As in her Wheels of Change and Motor Girls, Macy presents an astonishing array of information about women in all manner of sports, as well as extremely helpful timelines about other history going on at the time. History textbooks often fail in showing cultural background for events, so I was glad to see two page spreads about events as varied as Prohibition, Lindbergh's Flight and the discovery of penicillin in between chapters, as well as an epilogue detailing important events up to the present time. For young people who struggle to place World War II in history, timelines are an important inclusion.
The array of photographs accompanying all of this information is amazing, and really helps with understanding items like the long skirts on the Vassar Resolutes' 1876 baseball uniforms or the swim suits on the 1924 women's Olympic swim team. I was especially drawn to the running shoes, which looked like they offered no support whatsoever. It must have been difficult to locate all of these, but they add tremendously to the text.
The epilogue, with a timeline about highlights in the evolution of women's sports, shows the advances and challenges in the last 100 years. Certainly, there is still progress to be made, and it is helpful to be inspired by women who fought against much greater odds to insure that women and girls would have an equal playing field and as much opportunity as possible. If you have readers who are very interested in this topic, hand them this book along with Jessie Graham Flower's 1911 Grace Harlowe's sophomore year at high school, or, The record of the girl chums in work and athletics. Grace's basketball team's experiences will seem all the more important after reading about the challenges girls faced a decade later!

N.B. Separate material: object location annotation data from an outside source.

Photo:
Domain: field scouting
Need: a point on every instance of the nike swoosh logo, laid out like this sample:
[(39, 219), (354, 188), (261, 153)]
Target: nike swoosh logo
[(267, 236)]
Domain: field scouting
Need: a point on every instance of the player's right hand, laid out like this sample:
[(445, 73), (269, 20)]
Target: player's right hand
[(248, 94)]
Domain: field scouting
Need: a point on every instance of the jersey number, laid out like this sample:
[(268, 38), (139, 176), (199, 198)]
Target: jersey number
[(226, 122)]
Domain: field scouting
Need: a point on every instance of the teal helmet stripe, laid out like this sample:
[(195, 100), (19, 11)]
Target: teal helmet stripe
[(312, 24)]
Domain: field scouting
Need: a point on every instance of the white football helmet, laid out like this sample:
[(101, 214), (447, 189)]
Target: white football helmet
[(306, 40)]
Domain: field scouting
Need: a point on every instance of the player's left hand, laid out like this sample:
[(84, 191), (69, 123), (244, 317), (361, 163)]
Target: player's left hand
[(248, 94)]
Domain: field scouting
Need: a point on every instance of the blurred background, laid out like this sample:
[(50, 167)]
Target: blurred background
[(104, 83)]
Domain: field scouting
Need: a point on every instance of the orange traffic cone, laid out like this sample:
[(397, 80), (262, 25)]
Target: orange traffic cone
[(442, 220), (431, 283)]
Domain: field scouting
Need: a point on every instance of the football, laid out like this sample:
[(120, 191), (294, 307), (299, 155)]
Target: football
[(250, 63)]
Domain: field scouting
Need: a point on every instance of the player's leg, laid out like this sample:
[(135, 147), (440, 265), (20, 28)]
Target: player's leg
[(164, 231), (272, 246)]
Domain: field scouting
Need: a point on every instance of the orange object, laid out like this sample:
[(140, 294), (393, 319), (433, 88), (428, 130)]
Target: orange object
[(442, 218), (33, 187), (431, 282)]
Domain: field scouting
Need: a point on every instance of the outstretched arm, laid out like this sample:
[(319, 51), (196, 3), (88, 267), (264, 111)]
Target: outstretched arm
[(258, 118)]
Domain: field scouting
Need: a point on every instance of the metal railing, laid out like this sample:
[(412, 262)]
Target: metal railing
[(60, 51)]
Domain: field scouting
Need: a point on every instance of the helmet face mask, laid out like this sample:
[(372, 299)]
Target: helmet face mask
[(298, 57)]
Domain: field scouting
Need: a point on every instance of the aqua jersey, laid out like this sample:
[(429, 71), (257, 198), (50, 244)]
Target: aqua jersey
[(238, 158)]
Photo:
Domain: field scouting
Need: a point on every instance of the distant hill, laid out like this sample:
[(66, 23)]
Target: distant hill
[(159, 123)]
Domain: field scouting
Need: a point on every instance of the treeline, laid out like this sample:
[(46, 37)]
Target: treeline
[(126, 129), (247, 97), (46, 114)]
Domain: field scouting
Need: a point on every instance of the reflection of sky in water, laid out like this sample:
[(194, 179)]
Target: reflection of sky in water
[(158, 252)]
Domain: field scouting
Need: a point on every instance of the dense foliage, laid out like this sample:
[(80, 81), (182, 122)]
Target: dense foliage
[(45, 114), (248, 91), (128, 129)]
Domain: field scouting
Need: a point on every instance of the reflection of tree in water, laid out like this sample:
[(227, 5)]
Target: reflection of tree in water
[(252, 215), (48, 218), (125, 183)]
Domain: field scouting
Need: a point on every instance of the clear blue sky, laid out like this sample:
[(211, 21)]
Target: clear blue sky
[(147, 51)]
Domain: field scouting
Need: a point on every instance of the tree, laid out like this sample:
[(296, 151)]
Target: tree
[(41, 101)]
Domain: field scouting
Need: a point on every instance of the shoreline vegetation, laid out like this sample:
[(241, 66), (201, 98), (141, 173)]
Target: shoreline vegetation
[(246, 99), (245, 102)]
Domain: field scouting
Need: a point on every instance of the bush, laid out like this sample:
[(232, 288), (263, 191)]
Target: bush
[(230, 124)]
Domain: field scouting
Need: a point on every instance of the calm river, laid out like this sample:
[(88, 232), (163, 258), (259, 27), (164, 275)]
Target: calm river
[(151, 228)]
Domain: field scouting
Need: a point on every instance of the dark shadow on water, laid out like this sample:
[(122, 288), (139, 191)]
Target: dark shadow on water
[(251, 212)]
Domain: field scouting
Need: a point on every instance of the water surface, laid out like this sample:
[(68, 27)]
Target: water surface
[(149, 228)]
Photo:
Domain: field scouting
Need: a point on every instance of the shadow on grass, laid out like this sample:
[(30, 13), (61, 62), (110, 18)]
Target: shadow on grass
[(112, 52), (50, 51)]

Breaking Through is a must purchase for all school libraries, and will get equal use for research and for pleasure reading. In fact, since the National History Day theme this year is "Breaking Barriers", it is essential to obtain this title immediately. I'm going to make sure I have two copies, since Macy's works (including the 1996 Winning Ways) are always in demand, and I'm tempted to get a third to deconstruct and make into a bulletin board, which I often consider but never do!